“I wonder, Dumps,” she said, “if you are a very proud girl?”

“Yes,” I said, “I think I have plenty of pride.”

“But there are all sorts,” said Miss Donnithorne. “I hate a girl who has none. I want a girl to be reasonable. I don’t want her to eat the dust and to do absurd things, or to lower herself in her own eyes. I want a girl to be dignified, to hold her head high, to look straight out at the world with all the confidence and sweetness and fearlessness that a good girl ought to feel; but at the same time I want her to have the courage to take a kindness from one who means well without being angry or absurd.”

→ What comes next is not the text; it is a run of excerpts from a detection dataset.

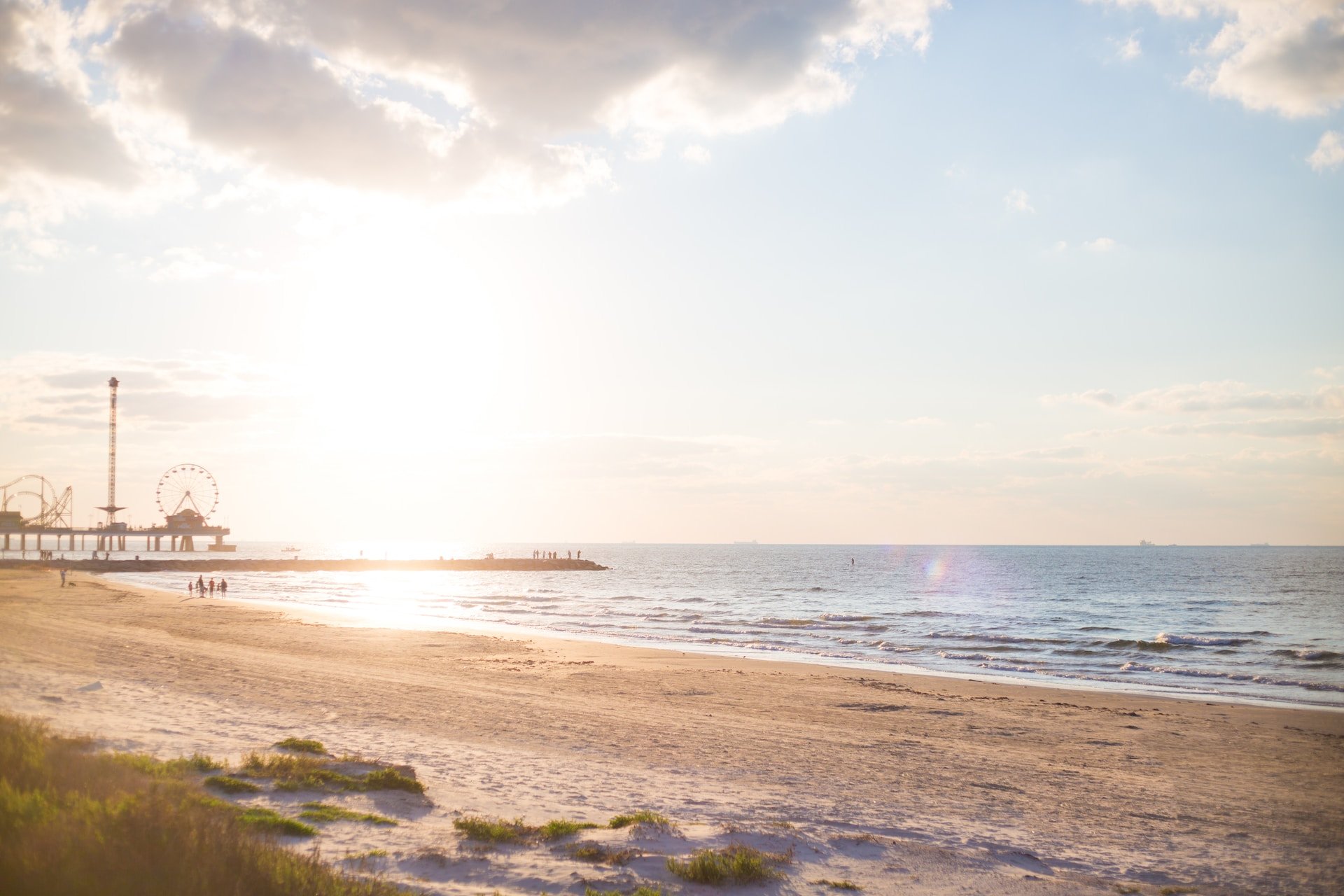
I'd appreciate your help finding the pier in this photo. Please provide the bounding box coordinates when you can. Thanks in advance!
[0,510,237,554]
[0,557,608,573]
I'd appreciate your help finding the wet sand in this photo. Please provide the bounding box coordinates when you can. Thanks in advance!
[0,570,1344,893]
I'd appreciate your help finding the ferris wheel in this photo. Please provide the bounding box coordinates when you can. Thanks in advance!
[155,463,219,519]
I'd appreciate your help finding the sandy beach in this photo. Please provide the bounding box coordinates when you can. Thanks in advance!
[0,571,1344,893]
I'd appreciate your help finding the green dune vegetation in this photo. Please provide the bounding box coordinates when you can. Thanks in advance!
[0,713,406,896]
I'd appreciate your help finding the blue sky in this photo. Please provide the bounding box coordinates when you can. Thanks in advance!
[0,0,1344,544]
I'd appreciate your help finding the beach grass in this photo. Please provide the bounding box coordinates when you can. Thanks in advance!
[540,818,598,839]
[0,713,406,896]
[564,839,643,865]
[307,802,396,826]
[606,808,672,829]
[453,816,540,845]
[238,751,425,794]
[202,775,260,794]
[238,806,317,837]
[108,752,225,778]
[666,844,790,886]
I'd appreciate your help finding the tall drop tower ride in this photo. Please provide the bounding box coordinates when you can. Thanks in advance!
[95,376,126,529]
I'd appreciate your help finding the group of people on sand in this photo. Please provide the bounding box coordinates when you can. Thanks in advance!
[187,575,228,598]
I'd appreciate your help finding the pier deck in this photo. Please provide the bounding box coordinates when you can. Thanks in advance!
[0,556,608,573]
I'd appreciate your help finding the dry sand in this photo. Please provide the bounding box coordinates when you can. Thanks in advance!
[0,571,1344,895]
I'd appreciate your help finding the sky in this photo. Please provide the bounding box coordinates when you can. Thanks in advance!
[0,0,1344,544]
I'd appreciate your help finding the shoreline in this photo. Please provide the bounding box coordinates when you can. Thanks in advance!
[102,575,1344,713]
[0,571,1344,893]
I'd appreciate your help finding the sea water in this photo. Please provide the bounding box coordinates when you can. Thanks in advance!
[110,542,1344,708]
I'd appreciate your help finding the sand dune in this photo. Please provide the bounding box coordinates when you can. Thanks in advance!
[0,571,1344,893]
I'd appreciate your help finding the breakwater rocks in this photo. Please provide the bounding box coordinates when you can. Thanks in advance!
[0,556,608,573]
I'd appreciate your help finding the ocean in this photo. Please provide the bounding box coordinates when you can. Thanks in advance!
[109,541,1344,708]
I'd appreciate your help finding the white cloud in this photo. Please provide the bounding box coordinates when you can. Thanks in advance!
[625,130,664,161]
[1144,416,1344,438]
[1306,130,1344,171]
[1004,190,1036,214]
[1040,380,1344,414]
[1116,31,1144,62]
[0,0,948,223]
[681,144,710,165]
[1088,0,1344,117]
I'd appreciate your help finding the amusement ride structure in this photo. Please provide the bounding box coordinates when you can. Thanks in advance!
[0,376,235,552]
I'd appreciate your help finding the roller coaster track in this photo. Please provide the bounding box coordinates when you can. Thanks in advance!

“What does all this mean?” I asked.

“It means, my dear Dumps, that I have in my possession at the present moment a very pretty costume which you might exchange for the red blouse and brown skirt. I know a person in Chelmsford who would be charmed to possess that red blouse and brown skirt, and if you wore the costume I have now in my mind, why, you would look quite nice in it—in fact, very nice indeed. Will you wear it?”

“What!” I answered; “give away the clothes father bought for me, and take yours?”

“I could make it right with your father. Don’t be a goose, Dumps. Your father only bought them because he didn’t know what was suitable. Now, will you let me give you the costume that I have upstairs?”

“But when did you get it?”

“The fact is, I didn’t get it. I have some clothes by me which belonged to a girl I was once very fond of. I will tell you about her another time.”

“A girl you were fond of—and you have her clothes, and would like me to wear them?”